Mozilla, makers of the Firefox web browser, is the latest tech company to announce layoffs.

The non-profit says it is scaling back development on a number of projects and, as a result, 60 employees (roughly 5% of its total workforce) will lose their jobs.

Among projects TechCrunch reports Mozilla has earmarked for cutbacks is its Online Footprint Scrubber — a paid-for feature announced barely a week ago!

Mozilla VPN, Relay and other privacy products are also being scaled back, with the company of the opinion those products don’t offer much differentiation with competitors, and are struggling as a result.

The Mozilla.social Mastodon instance will also see reduced investment here-out — though users of it needn’t panic: the instance isn’t being shut down just undergoing what Mozilla calls a “strategic correction” with a “much smaller team”.

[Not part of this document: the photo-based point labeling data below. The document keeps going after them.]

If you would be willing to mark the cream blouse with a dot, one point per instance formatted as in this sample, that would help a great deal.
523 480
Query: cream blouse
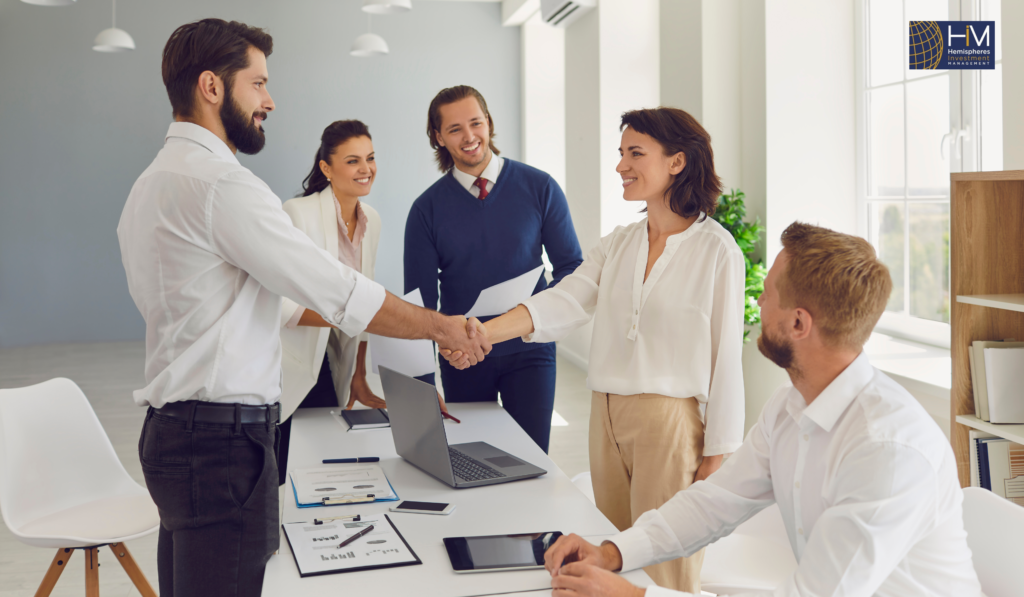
678 334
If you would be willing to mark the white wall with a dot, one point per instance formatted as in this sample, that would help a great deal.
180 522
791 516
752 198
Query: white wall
810 116
77 128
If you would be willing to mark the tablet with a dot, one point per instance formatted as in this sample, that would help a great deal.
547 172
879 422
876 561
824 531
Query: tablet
499 552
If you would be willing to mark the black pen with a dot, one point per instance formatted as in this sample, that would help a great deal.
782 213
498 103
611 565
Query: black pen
356 536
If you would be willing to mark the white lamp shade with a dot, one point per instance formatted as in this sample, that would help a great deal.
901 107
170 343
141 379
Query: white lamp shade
387 6
114 40
369 44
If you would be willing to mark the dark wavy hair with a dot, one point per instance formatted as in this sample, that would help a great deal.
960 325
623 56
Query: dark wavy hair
210 44
335 134
696 188
443 97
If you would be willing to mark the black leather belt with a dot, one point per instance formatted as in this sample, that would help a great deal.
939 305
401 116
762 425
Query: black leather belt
221 413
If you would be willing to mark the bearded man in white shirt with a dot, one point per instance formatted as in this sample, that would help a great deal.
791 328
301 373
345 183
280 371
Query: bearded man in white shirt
865 480
208 252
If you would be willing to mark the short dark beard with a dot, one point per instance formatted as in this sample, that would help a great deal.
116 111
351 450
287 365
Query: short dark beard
241 127
777 350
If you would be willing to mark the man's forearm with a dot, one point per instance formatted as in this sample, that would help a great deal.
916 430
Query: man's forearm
397 318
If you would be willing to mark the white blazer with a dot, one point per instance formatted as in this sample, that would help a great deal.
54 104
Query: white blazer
303 345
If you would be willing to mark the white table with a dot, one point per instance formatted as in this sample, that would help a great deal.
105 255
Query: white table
547 503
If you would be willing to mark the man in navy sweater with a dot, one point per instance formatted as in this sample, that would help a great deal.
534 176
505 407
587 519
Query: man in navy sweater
483 222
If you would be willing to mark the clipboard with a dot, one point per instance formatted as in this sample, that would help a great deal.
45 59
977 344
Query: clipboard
317 564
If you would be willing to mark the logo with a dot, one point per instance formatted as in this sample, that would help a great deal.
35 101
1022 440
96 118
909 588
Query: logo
952 44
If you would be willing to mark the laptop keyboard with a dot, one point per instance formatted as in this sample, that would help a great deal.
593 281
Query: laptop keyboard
469 469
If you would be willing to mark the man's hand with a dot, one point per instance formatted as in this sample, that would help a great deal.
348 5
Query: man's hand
468 348
582 580
572 548
360 392
709 465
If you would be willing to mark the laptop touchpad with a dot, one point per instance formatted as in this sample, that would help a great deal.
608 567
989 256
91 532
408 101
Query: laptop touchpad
504 461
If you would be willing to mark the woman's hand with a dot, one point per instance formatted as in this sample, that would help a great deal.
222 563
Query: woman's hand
709 465
360 392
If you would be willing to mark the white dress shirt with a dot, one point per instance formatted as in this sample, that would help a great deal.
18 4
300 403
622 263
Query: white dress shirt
679 334
489 174
866 484
209 252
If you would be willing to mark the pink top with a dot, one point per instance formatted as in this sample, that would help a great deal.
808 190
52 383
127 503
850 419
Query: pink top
349 252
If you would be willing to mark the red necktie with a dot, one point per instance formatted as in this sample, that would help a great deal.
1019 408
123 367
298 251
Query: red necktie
481 183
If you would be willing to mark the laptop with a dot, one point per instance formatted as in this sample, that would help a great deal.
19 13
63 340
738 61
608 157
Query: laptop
419 437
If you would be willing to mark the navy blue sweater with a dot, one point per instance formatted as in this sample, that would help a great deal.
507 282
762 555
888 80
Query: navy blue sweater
477 244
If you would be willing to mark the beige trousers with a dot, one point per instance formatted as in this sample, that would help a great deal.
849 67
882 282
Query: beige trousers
643 450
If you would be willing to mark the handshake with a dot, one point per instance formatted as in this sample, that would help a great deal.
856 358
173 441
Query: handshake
463 342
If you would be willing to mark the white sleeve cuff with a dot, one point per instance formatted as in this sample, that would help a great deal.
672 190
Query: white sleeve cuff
635 548
363 304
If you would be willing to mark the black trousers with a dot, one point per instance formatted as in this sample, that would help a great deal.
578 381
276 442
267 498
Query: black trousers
215 486
322 394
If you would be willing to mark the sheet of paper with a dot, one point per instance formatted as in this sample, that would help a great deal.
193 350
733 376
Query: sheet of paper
337 480
412 357
316 552
504 297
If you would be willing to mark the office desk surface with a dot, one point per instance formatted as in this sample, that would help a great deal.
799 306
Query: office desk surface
544 504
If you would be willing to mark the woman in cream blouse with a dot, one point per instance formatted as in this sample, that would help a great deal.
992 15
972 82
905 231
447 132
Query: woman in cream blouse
330 212
666 295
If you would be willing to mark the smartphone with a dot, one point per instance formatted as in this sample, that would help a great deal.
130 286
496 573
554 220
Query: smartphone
424 508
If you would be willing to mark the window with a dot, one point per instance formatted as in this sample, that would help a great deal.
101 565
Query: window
915 127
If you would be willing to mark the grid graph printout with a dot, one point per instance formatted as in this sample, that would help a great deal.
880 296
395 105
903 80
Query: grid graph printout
316 552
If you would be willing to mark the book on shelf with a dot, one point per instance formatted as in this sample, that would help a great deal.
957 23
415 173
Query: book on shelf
997 465
979 377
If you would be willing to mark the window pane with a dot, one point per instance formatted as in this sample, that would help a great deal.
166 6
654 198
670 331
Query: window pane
928 120
885 115
923 10
885 221
887 40
930 261
991 119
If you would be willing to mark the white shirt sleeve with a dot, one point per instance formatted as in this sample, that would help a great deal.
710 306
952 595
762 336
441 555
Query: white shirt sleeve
726 406
248 227
560 309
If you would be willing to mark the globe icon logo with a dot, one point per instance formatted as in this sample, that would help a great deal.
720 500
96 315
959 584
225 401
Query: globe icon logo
926 45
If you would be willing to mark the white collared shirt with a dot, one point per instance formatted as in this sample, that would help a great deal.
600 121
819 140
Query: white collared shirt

It’s not all gloom: Mozilla has said it plans to focus on its core offering: the Firefox web browser, both on desktop and on mobile (where opportunity for growth is most pronounced).

This pivot in priorities make sense.

Mozilla Firefox 122 web browser in Ubuntu 22.04 LTS
Back to basics: Firefox is the priority going forward

Mozilla Firefox remains the company’s tent-pole offering, the thing for which it’s best known, and its biggest source of revenue.

Despite Firefox’s declining marketshare on desktop the browser is in use health. It’s fast and feature enough to hold its own against its rivals (and their marketing budges).

The most recent release, Firefox 122, improved the browser’s privacy-focused web page translation feature.

In a memo sent to employees Mozilla says it wants to bring “trustworthy AI into Firefox”. To help it do this sooner it’s merging its Pocket, content, and AI/Ml teams.

While news of a renewed emphasis on Firefox is sure to be welcomed, job losses are not.

Scores of wonderful, talented people work at Mozilla and their loss doesn’t just affect the browser or its users but the wider open-source community to which they contribute.